The Sally Klages Memorial Fellowship will be awarded to Clarion West’s Week Three instructor in 2019 in memory of Sally Klages, with love from her sister Ellen Klages.
“Week Three reinforces Clarion West’s commitment to inclusivity, so it feels particularly appropriate for that week’s instructor to be a recipient of the Sally Klages Fellowship.
Sally was my youngest sister. She was born with Down Syndrome, was mentally handicapped and partially deaf. This could have led to a life of isolation, of being left out and left behind.
But my parents did their best to make sure that Sally was always included in family activities: church, vacations, household chores, even board games and card games. She didn’t win very often, but she didn’t care (much) as long as she got to play along with everyone else.
She would announce to people that she was “multiply handicapped,” as if it was a badge of honor. To her it wasn’t a disability, it was what made her unique, made her special. Special Education. Special Olympics.
Sally was much more of an athlete than I was. She competed in swimming, diving, track and field, bowling, cross-country skiing. She won more than three dozen medals.

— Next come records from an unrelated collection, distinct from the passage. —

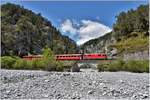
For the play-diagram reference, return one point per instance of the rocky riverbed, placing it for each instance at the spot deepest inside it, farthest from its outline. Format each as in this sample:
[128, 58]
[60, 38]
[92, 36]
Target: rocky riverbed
[21, 84]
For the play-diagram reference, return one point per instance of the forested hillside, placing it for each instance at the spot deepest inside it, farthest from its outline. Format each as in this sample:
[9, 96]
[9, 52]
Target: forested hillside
[130, 33]
[24, 32]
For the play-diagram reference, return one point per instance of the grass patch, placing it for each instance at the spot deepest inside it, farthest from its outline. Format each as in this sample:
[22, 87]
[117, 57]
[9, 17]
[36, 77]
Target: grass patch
[137, 66]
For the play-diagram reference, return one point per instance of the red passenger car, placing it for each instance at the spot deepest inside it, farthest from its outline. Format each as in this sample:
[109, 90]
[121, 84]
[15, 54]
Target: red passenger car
[68, 57]
[97, 56]
[94, 56]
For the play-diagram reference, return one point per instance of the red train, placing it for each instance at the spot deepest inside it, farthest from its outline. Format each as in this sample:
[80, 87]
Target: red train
[96, 56]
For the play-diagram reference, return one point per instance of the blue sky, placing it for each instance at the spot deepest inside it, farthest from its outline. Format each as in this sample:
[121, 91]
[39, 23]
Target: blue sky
[77, 19]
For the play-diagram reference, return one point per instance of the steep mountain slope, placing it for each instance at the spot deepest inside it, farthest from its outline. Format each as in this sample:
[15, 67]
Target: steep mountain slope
[129, 35]
[24, 32]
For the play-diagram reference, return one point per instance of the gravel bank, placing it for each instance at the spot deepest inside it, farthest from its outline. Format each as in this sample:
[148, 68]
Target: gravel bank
[67, 85]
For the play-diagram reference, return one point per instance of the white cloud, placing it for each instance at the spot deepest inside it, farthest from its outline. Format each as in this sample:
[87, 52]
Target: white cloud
[67, 26]
[88, 30]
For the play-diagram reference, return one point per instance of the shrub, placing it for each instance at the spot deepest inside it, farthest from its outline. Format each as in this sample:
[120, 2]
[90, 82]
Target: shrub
[138, 66]
[20, 64]
[8, 61]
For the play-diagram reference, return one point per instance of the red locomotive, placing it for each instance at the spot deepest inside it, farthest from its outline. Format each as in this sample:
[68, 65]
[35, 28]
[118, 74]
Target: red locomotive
[96, 56]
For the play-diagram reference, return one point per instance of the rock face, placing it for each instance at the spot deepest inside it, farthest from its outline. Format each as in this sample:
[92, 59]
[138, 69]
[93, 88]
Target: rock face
[68, 85]
[143, 55]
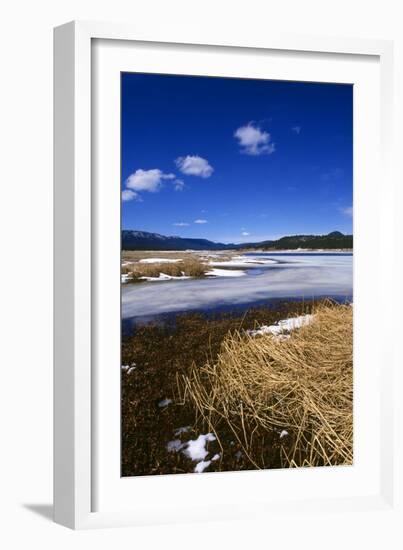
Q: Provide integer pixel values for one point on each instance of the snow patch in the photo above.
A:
(164, 403)
(196, 448)
(201, 466)
(129, 368)
(243, 261)
(284, 326)
(182, 430)
(174, 446)
(159, 261)
(225, 273)
(165, 277)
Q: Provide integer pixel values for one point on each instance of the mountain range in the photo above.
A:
(144, 240)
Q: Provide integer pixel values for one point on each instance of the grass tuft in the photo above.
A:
(190, 267)
(257, 387)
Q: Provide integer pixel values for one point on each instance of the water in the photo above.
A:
(293, 276)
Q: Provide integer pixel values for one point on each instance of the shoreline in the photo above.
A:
(154, 358)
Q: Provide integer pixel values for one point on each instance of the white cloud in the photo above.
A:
(347, 211)
(179, 185)
(254, 141)
(147, 180)
(194, 166)
(129, 195)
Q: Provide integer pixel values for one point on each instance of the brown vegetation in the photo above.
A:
(257, 387)
(190, 267)
(162, 354)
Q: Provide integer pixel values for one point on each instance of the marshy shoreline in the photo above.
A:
(168, 391)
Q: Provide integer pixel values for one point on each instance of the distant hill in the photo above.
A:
(143, 240)
(334, 240)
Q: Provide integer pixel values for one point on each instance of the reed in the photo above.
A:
(263, 385)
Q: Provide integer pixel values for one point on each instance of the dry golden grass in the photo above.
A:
(303, 385)
(191, 267)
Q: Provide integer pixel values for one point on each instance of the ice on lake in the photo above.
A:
(290, 276)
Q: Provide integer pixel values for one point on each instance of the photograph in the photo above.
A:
(236, 274)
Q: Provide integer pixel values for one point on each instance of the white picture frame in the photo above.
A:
(79, 312)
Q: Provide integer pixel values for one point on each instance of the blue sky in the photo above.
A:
(235, 160)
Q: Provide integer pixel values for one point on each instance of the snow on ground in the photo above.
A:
(174, 446)
(165, 277)
(164, 403)
(182, 430)
(159, 261)
(195, 449)
(225, 273)
(201, 466)
(243, 261)
(129, 368)
(286, 325)
(314, 276)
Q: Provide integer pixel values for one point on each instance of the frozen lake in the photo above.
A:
(290, 276)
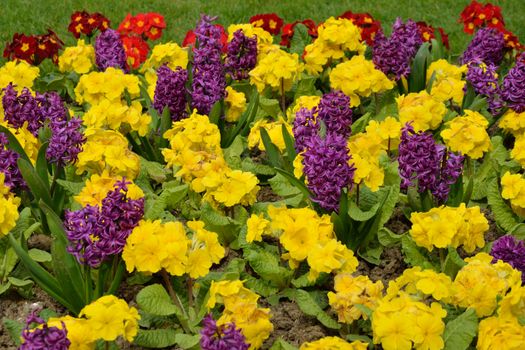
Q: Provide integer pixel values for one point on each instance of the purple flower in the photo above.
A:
(109, 51)
(45, 337)
(96, 233)
(305, 126)
(224, 337)
(335, 112)
(426, 164)
(19, 109)
(487, 45)
(326, 168)
(171, 92)
(209, 82)
(513, 86)
(510, 250)
(8, 166)
(242, 55)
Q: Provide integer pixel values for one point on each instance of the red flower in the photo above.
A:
(268, 21)
(366, 23)
(136, 50)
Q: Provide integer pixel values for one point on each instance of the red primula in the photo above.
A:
(270, 22)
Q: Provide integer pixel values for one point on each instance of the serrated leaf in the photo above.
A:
(156, 338)
(460, 332)
(155, 300)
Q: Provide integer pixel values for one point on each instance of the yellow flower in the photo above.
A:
(357, 78)
(236, 104)
(79, 59)
(8, 207)
(467, 134)
(424, 111)
(277, 70)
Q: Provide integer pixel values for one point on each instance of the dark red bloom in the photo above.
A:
(270, 22)
(366, 23)
(136, 50)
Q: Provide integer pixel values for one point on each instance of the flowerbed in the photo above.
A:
(263, 168)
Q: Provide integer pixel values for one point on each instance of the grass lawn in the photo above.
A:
(35, 16)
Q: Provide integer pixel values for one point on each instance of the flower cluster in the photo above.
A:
(351, 291)
(34, 48)
(423, 111)
(358, 78)
(241, 309)
(196, 153)
(8, 207)
(429, 164)
(444, 226)
(467, 134)
(86, 23)
(336, 38)
(98, 232)
(79, 59)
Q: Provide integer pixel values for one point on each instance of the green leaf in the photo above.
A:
(156, 338)
(308, 305)
(460, 332)
(503, 214)
(155, 300)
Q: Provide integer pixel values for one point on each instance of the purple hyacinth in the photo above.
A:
(305, 126)
(97, 233)
(513, 86)
(19, 109)
(44, 337)
(109, 51)
(484, 80)
(171, 92)
(407, 35)
(487, 45)
(326, 168)
(510, 250)
(209, 81)
(335, 112)
(224, 337)
(242, 55)
(8, 165)
(423, 161)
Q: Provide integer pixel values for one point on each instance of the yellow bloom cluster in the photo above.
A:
(444, 226)
(153, 246)
(447, 81)
(110, 84)
(366, 149)
(424, 111)
(357, 78)
(98, 186)
(8, 207)
(277, 70)
(480, 283)
(107, 150)
(335, 38)
(274, 130)
(333, 343)
(106, 318)
(235, 104)
(196, 152)
(513, 122)
(351, 291)
(240, 307)
(79, 59)
(467, 134)
(117, 115)
(401, 323)
(306, 236)
(513, 189)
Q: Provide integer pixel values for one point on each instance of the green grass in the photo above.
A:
(35, 16)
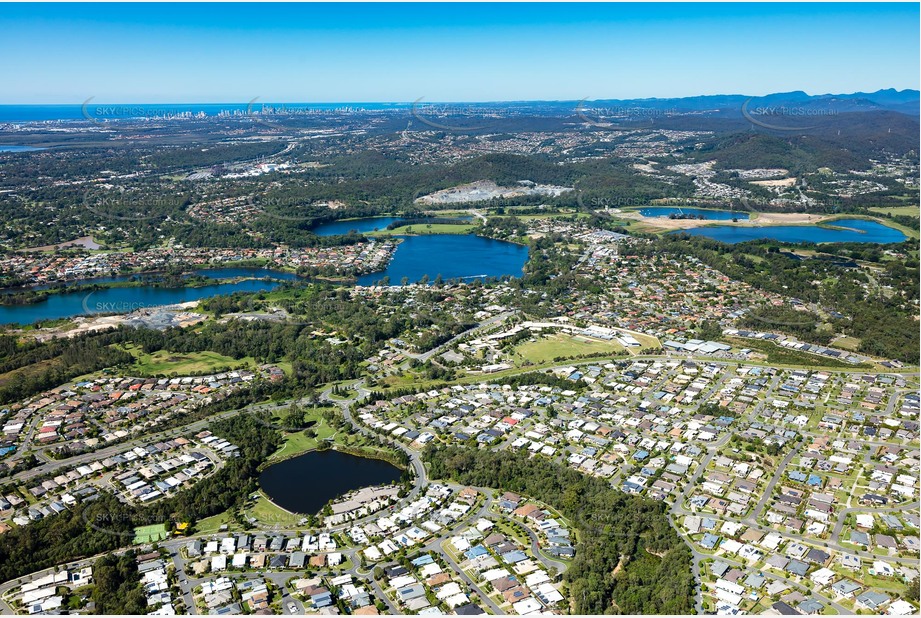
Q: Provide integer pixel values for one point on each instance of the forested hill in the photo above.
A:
(655, 577)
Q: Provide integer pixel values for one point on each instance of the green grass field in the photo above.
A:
(268, 513)
(150, 534)
(214, 523)
(297, 442)
(165, 363)
(911, 211)
(546, 349)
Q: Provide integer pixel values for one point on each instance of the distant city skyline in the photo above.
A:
(317, 53)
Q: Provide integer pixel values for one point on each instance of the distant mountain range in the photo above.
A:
(904, 101)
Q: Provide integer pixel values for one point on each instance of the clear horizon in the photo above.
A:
(260, 102)
(319, 53)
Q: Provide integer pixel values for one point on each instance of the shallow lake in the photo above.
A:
(120, 300)
(365, 224)
(453, 256)
(693, 213)
(856, 230)
(14, 148)
(304, 484)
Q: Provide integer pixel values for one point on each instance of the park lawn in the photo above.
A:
(213, 524)
(911, 211)
(150, 534)
(163, 362)
(548, 348)
(847, 343)
(296, 442)
(267, 512)
(426, 228)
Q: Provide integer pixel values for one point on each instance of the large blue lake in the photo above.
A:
(702, 213)
(366, 224)
(856, 230)
(120, 300)
(13, 148)
(450, 255)
(453, 256)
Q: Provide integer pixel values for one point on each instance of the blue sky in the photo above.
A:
(132, 53)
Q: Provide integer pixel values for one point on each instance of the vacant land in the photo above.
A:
(426, 228)
(911, 211)
(552, 347)
(167, 363)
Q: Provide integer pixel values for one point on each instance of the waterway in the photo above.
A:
(304, 484)
(854, 230)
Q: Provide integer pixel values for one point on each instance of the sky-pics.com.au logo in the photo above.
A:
(125, 206)
(619, 117)
(785, 118)
(98, 306)
(129, 525)
(610, 202)
(100, 113)
(449, 116)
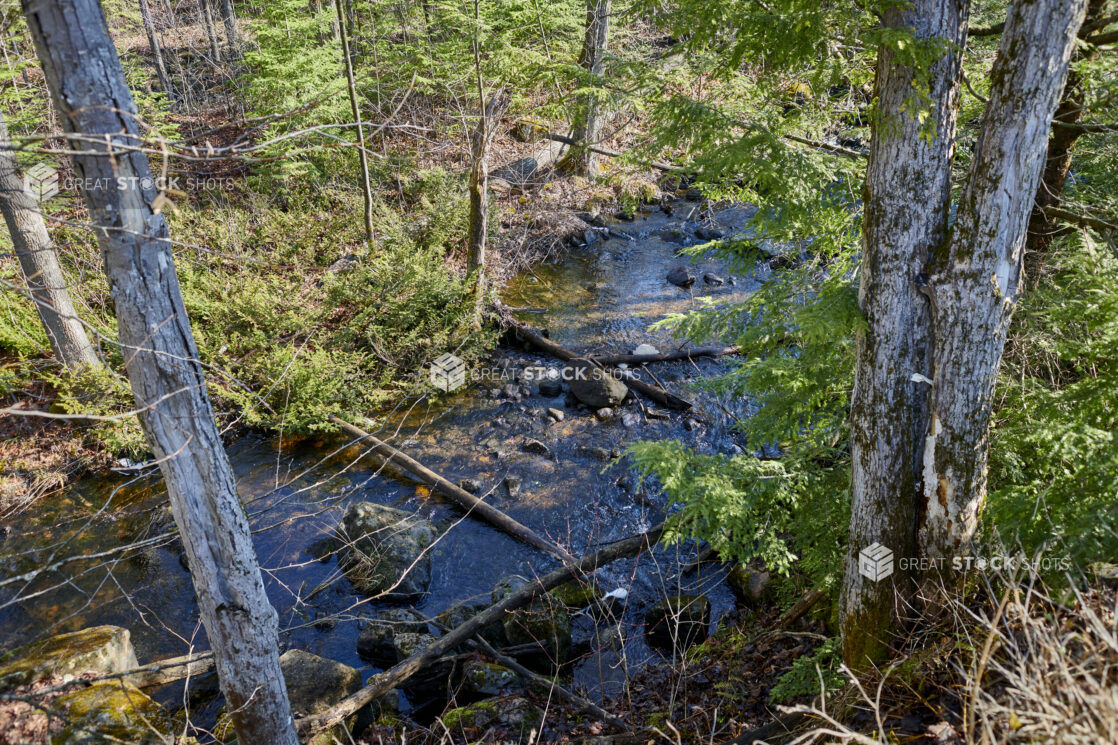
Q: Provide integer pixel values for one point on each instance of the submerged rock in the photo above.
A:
(98, 649)
(675, 623)
(593, 386)
(111, 712)
(681, 276)
(385, 550)
(376, 642)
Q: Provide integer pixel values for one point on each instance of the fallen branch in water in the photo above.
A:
(652, 392)
(382, 682)
(467, 501)
(664, 357)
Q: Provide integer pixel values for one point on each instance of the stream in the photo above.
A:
(599, 299)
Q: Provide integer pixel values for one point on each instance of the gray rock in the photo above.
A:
(385, 546)
(97, 649)
(594, 386)
(681, 276)
(473, 486)
(534, 446)
(376, 642)
(550, 388)
(678, 622)
(488, 679)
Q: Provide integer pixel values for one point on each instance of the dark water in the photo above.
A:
(598, 299)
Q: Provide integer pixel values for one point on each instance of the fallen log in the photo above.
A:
(663, 357)
(652, 392)
(382, 682)
(467, 501)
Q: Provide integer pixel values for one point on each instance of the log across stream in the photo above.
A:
(575, 491)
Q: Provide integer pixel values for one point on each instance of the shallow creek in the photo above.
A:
(597, 299)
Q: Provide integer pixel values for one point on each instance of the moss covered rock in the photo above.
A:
(100, 649)
(376, 642)
(111, 712)
(384, 550)
(675, 623)
(514, 713)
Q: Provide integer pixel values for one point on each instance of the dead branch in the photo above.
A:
(467, 501)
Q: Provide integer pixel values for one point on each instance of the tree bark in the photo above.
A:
(587, 129)
(93, 101)
(343, 26)
(210, 30)
(157, 50)
(230, 29)
(975, 275)
(907, 199)
(39, 264)
(1042, 229)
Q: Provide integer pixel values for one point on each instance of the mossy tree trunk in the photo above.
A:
(588, 123)
(93, 101)
(39, 264)
(1066, 131)
(975, 277)
(907, 198)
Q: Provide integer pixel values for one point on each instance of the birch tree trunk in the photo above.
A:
(587, 128)
(907, 199)
(1042, 229)
(975, 276)
(89, 92)
(230, 29)
(157, 50)
(39, 264)
(343, 26)
(210, 30)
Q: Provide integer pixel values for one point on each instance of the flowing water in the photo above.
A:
(597, 299)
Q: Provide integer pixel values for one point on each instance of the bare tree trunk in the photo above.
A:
(73, 44)
(587, 128)
(210, 30)
(907, 200)
(1061, 143)
(157, 50)
(356, 110)
(975, 276)
(230, 29)
(39, 264)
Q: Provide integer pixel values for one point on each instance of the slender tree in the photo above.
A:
(975, 276)
(1066, 132)
(39, 264)
(906, 196)
(157, 50)
(589, 120)
(94, 103)
(343, 26)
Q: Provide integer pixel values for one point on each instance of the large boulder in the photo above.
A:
(385, 550)
(675, 623)
(593, 385)
(111, 712)
(514, 713)
(98, 649)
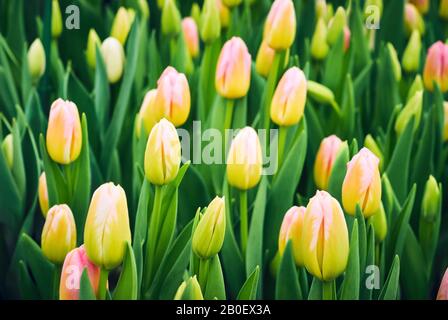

One day, I asked to see them all. She draped them around her neck, one by one — gold, silver, bronze — until she could barely stand up straight for the weight of all the bling clanging across her chest.
“That’s pretty impressive,” I said.
“I know.” She grinned.
“I’d like to have some medals. Maybe I should be in the Special Olympics.”
“No,” she said. “You can’t.” The very idea both amused and appalled her.
“Why not? I think I’m pretty special.”
She looked at me for a long time, then patted my hand gently. “The thing is, God knows that you’re really not.”
I miss my confident, snarky, funny sister. She died in 2016, at the age of 55. I know that she would be happy — and proud — to know that she is helping Clarion West make sure that no writer is denied the opportunity to discover their own, very special voice.”
— Ellen Klages, 2019
Sally Klages was a lifelong writer, athlete, and artist. She was born with Down Syndrome. She was a founding member of the Down Syndrome Association of Central Ohio (DSACO), a board member of the National Down Syndrome Conference, and an active self-advocate. For more than a decade, she participated in the Special Olympics, winning medals in half a dozen different sports. She died in 2016, at the age of 55.